Tuesday, January 8, 2013

Stop Hosting Data and Code on your Lab Website

It's happened to all of us. You read about a new tool, database, webservice, software, or some interesting and useful data, but when you browse to http://instititution.edu/~home/professorX/lab/data, there's no trace of what you were looking for.

THE PROBLEM

This isn't an uncommon problem. See the following two articles:
Schultheiss, Sebastian J., et al. "Persistence and availability of web services in computational biology." PLoS one 6.9 (2011): e24914. 
Wren, Jonathan D. "404 not found: the stability and persistence of URLs published in MEDLINE." Bioinformatics 20.5 (2004): 668-672.
The first gives us some alarming statistics. In a survey of nearly 1000 web services published in the Nucleic Acids Web Server Issue between 2003 and 2009:
  • Only 72% were still available at the published address.
  • The authors could not test the functionality for 33% because there was no example data, and 13% no longer worked as expected.
  • The authors could only confirm positive functionality for 45%.
  • Only 274 of the 872 corresponding authors answered an email.
  • Of these 78% said a service was developed by a student or temporary researcher, and many had no plan for maintenance after the researcher had moved on to a permanent position.
The Wren et al. paper found that of 1630 URLs identified in Pubmed abstracts, only 63% were consistently available. That rate was far worse for anonymous login FTP sites (33%).

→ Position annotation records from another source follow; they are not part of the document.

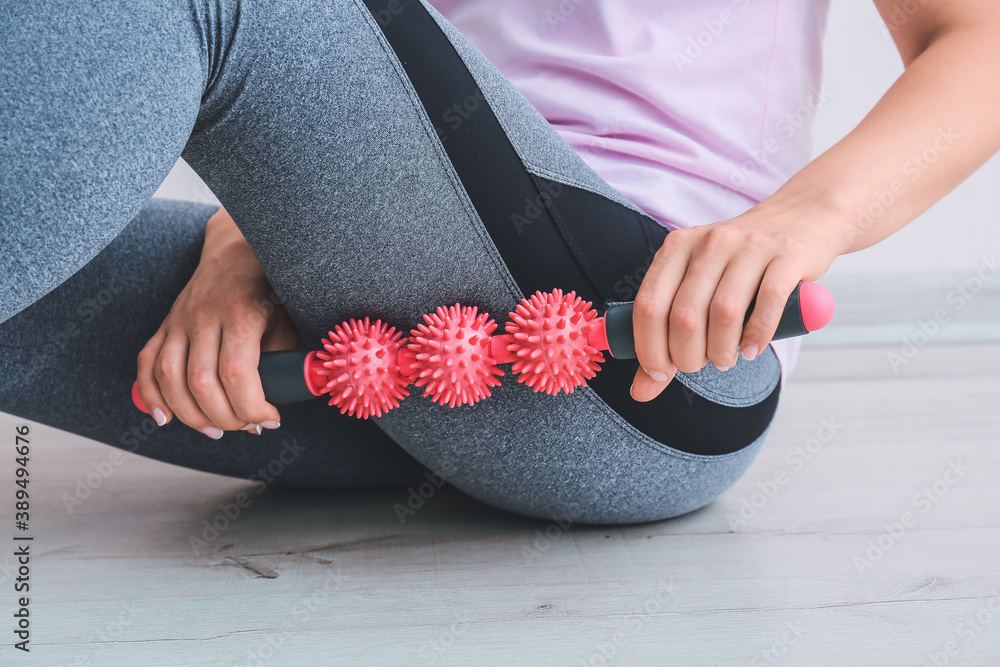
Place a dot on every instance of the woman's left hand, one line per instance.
(690, 307)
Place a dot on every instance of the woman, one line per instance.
(372, 161)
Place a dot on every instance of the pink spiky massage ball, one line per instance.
(550, 338)
(360, 363)
(452, 352)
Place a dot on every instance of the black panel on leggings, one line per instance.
(573, 240)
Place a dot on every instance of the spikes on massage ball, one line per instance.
(548, 335)
(451, 349)
(359, 360)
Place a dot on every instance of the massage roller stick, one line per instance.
(553, 340)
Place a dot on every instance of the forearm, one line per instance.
(936, 125)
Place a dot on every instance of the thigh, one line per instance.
(558, 225)
(68, 360)
(98, 100)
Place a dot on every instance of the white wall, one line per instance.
(861, 63)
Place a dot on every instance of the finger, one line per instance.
(149, 390)
(206, 386)
(779, 281)
(652, 305)
(170, 371)
(238, 361)
(728, 309)
(688, 321)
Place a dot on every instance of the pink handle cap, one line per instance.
(816, 304)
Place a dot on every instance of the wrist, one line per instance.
(225, 242)
(822, 212)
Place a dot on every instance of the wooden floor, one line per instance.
(806, 561)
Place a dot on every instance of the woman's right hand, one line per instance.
(201, 364)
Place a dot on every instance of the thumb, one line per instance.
(645, 388)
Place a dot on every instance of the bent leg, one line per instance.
(65, 358)
(351, 199)
(99, 99)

OpenHelix recently started this thread on Biostar as an obituary section for bioinformatics tools and resources that have vanished.

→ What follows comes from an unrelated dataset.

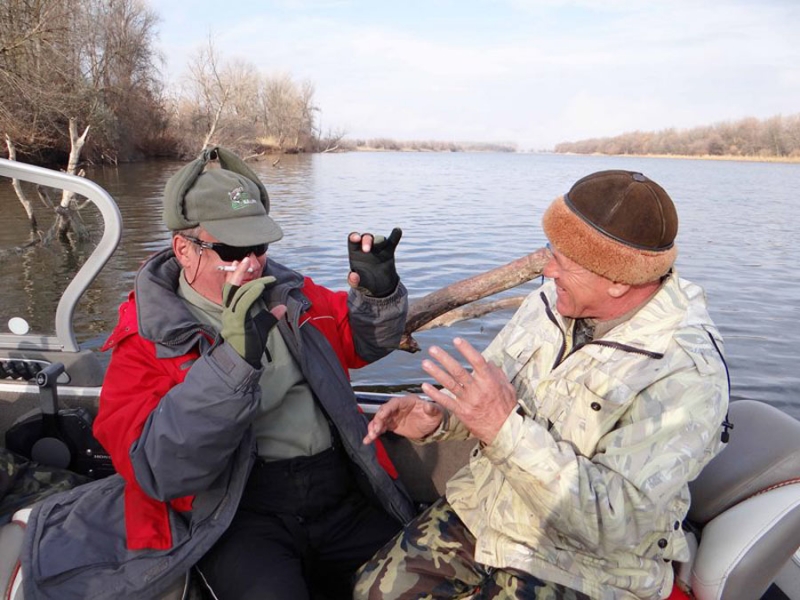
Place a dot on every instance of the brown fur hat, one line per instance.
(618, 224)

It's a fact that most of us academics move around a fair amount. Often we may not deem a tool we developed or data we collected and released to be worth transporting and maintaining. After some grace period, the resource disappears without a trace. 

SOFTWARE

I won't spend much time here because most readers here are probably aware of source code repositories for hosting software projects. Unless you're not releasing the source code to your software (aside: starting an open-source project is a way to stake a claim in a field, not a real risk for getting yourself scooped), I can think of no benefit for hosting your code on your lab website when there are plenty of better alternatives available, such as Sourceforge, GitHub, Google Code, and others. In addition to free project hosting, tools like these provide version control, wikis, bug trackers, mailing lists and other services to enable transparent and open development with the end result of a better product and higher visibility. For more tips on open scientific software development, see this short editorial in PLoS Comp Bio:

Prlić A, Procter JB (2012) Ten Simple Rules for the Open Development of Scientific Software. PLoS Comput Biol 8(12): e1002802. 

Casey Bergman recently analyzed where bioinformaticians are hosting their code, where he finds that the growth rate of Github is outpacing both Google Code and Sourceforge. Indeed, Github hosts more repositories than there are articles in Wikipedia, and has an excellent tutorial and interactive learning modules to help you learn how to use it. However, Bergman also points out how easy it is to delete a repository from Github and Google Code, where repositories are published by individuals who hold the keys to preservation (as opposed to Sourceforge, where it is extremely difficult to remove a project once it's been released).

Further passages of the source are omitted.